When running an application in Kubernetes, it is important that the ingress controllers are able to run with zero downtime, especially in production. Otherwise, users will experience degraded service when controllers are restarting or redeploying, or when rolling node servers.

This article will explain how to set up an Nginx ingress controller in Kubernetes, with zero downtime.

The Problem

The official Nginx Ingress controller, by default, has interruptions in service when its pods are restarted or redeployed. This can result in dropped connections if the ingress pods are terminated for any reason. In production environments especially this is unacceptable. We need to have an nginx ingress controller that is always available to serve traffic.

Kubernetes and SIGTERM

When terminating a pod, Kubernetes will send a SIGTERM signal to the main process and wait for some predetermined amount of time for the pod to terminate (default is 30s).
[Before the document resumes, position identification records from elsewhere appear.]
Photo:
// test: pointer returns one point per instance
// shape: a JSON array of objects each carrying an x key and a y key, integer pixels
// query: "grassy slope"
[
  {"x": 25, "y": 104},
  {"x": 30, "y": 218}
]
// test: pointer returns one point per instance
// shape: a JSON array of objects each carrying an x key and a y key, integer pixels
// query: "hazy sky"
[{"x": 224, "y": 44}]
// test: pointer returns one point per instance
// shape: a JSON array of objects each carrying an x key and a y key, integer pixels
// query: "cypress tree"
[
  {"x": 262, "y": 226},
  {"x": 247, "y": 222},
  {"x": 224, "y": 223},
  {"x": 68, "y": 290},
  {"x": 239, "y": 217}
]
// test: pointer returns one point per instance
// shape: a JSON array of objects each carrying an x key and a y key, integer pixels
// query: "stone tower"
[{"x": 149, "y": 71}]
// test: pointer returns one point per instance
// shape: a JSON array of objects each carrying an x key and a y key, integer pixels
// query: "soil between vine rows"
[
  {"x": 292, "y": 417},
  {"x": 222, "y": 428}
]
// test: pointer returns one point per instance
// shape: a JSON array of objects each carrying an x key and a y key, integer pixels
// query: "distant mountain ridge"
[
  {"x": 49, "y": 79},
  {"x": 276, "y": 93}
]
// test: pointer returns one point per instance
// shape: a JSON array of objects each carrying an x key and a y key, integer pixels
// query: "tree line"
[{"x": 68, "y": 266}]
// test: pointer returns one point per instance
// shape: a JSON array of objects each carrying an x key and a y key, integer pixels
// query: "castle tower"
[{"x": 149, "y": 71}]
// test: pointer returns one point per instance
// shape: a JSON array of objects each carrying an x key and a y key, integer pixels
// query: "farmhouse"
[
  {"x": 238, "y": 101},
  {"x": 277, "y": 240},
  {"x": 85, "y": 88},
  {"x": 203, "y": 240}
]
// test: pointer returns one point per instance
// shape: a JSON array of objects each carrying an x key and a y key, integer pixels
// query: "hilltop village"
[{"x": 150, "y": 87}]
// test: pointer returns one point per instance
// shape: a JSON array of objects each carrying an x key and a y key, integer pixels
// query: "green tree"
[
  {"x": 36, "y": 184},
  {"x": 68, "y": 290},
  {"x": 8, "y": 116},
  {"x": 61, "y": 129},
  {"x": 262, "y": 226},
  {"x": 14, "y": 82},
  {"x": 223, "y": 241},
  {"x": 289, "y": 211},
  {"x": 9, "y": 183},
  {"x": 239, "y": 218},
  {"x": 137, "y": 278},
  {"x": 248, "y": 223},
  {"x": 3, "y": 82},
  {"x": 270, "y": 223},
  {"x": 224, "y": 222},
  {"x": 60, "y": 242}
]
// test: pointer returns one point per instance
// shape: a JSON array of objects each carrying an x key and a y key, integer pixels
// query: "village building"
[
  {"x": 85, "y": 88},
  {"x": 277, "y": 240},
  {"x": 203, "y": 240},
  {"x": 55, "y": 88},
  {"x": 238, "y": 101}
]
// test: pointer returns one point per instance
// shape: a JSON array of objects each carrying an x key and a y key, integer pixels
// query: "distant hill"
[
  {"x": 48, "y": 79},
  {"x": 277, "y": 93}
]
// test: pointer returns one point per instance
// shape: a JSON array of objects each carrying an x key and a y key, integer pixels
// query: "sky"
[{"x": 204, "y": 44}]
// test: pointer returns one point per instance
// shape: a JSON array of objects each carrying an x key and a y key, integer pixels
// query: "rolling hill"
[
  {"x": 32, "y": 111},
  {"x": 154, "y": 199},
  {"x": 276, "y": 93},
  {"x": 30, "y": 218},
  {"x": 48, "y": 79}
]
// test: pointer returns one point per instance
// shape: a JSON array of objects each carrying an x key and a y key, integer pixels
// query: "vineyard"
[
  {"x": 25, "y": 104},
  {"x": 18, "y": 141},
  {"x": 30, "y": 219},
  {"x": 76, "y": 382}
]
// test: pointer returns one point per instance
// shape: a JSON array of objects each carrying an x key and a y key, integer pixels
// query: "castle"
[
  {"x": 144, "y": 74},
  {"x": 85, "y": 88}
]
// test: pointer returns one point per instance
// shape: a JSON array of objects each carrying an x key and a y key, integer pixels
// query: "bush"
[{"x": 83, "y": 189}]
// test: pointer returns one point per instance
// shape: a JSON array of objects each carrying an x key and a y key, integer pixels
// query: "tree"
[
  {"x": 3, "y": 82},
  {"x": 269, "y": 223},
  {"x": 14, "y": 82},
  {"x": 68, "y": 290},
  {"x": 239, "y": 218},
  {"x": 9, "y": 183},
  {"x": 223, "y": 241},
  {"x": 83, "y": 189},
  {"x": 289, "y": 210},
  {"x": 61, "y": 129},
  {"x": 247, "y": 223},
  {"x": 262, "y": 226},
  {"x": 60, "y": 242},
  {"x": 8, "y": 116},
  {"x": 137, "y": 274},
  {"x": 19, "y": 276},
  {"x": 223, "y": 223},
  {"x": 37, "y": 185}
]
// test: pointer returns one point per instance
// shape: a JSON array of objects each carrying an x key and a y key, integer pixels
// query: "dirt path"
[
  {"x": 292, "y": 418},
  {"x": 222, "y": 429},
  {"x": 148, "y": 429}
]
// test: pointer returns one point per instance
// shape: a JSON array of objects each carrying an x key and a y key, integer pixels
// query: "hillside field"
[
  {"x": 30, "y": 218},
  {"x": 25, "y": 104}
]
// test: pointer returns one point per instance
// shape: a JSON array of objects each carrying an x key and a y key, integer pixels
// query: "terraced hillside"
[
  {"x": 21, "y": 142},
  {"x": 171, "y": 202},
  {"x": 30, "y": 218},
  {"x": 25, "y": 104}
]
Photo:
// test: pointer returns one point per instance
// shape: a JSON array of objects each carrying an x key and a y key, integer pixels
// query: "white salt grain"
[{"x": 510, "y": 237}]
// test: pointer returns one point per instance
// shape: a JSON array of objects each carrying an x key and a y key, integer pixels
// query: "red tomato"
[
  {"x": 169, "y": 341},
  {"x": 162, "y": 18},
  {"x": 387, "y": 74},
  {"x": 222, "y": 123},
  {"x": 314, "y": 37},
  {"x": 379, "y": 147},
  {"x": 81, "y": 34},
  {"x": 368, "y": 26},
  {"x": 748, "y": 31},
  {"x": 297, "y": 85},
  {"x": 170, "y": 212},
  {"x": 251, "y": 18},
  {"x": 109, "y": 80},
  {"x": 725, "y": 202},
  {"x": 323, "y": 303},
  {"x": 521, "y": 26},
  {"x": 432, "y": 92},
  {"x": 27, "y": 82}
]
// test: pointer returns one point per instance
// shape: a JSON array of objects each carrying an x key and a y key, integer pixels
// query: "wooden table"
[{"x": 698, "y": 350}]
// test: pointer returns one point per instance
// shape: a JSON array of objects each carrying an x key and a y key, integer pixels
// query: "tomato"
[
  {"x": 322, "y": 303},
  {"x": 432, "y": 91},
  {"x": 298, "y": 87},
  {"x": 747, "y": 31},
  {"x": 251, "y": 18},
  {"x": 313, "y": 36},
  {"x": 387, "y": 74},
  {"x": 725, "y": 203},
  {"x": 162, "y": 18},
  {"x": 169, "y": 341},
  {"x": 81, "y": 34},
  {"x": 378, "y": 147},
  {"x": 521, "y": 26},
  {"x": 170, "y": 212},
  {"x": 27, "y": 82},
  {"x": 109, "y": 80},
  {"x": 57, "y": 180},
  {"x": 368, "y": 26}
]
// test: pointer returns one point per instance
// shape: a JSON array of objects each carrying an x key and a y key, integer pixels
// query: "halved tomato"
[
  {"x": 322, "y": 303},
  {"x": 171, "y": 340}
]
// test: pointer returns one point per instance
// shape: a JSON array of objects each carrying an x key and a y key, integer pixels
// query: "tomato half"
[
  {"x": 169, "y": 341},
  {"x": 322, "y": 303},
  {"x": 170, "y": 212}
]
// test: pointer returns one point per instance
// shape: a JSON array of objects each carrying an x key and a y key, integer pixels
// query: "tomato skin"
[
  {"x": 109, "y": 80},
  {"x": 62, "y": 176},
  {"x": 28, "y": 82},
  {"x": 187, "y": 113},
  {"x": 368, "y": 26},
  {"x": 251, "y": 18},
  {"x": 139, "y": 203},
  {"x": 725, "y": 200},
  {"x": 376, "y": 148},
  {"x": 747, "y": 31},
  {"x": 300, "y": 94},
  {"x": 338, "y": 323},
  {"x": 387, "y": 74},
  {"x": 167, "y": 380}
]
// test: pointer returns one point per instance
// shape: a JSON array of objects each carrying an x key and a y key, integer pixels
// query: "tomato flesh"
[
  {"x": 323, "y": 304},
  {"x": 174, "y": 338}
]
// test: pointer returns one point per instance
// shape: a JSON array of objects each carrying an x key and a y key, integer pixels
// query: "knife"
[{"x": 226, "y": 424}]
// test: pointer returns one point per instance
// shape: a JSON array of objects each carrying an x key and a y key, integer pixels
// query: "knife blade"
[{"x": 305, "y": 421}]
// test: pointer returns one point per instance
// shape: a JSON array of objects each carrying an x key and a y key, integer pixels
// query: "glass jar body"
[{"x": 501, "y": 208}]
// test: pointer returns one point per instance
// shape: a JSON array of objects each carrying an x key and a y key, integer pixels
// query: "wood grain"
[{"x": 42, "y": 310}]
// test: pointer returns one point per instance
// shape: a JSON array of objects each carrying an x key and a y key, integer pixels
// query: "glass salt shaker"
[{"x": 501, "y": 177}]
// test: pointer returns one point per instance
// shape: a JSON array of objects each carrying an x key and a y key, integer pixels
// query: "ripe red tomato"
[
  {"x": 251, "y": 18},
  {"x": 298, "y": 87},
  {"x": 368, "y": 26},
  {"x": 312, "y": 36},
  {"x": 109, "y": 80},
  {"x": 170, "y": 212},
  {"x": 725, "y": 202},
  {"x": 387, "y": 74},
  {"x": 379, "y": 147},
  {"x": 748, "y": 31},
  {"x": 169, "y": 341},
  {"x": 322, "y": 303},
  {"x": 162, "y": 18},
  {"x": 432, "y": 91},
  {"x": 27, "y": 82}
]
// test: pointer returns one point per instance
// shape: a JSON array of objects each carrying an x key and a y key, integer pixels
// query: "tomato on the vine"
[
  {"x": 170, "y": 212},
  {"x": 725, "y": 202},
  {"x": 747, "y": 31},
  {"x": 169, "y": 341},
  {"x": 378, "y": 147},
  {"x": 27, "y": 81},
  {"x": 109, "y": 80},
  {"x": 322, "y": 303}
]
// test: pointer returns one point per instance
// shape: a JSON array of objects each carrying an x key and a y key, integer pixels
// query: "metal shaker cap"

After that time has passed, Kubernetes will send SIGKILL, which causes the process to terminate immediately.

Documentation on pod termination can be found here.

Kubernetes expects pods to handle SIGTERM with a graceful shutdown. In reality, not all pods honor this expectation.

Nginx Signals: SIGTERM vs SIGQUIT

Nginx handles signals a little bit differently than Kubernetes expects. According to the Nginx documentation on signal handling, it will handle TERM and QUIT as follows:

 Nginx Signals
+-----------+--------------------+
|   signal  |      response      |
+-----------+--------------------+
| TERM, INT | fast shutdown      |
| QUIT      | graceful shutdown  |
+-----------+--------------------+

So, when Kubernetes sends a SIGTERM to the nginx-ingress-controller pod, Nginx will enact a fast shutdown. If the controller is processing any requests during this time, they will be interrupted, resulting in dropped connections. This can cause a cascade of failures, resulting in a rise in HTTP 50x responses during pod termination.

Instead we want to give Nginx a SIGQUIT signal, which will prompt a graceful shutdown. Nginx will wait for connections to terminate before exiting, while not accepting any new connections.

The Solution: Lifecycle PreStop Hook

Kubernetes offers a preStop lifecycle hook for a pod spec. During termination, Kubernetes will call preStop after signaling that the pod is Terminating but before sending the pod a SIGTERM signal.

The preStop hook allows the pod to call any command before the termination signal. For this case, we want to pre-emptively send Nginx the SIGQUIT signal, so that the controller will gracefully terminate connections.

More info on preStop can be found here.

How to Send Nginx SIGQUIT

The nginx-ingress-controller image,

quay.io/kubernetes-ingress-controller/nginx-ingress-controller:0.24.1

includes a command for sending Nginx termination signals.

Running the following script in this image:

/usr/local/openresty/nginx/sbin/nginx -c /etc/nginx/nginx.conf -s quit
while pgrep -x nginx; do 
  sleep 1
done

will send Nginx a SIGQUIT signal and wait for the process to terminate.

Note that this script by itself can possibly run indefinitely, if the nginx process never quits. More info on how to add a timeout to this later.

Defining the preStop hook

We can put the above script into a one-line command, and add this to the lifecycle section of a pod spec, as follows:

lifecycle:
  preStop:
    exec:
      command: ["/bin/sh", "-c", "sleep 5; /usr/local/openresty/nginx/sbin/nginx -c /etc/nginx/nginx.conf -s quit; while pgrep -x nginx; do sleep 1; done"]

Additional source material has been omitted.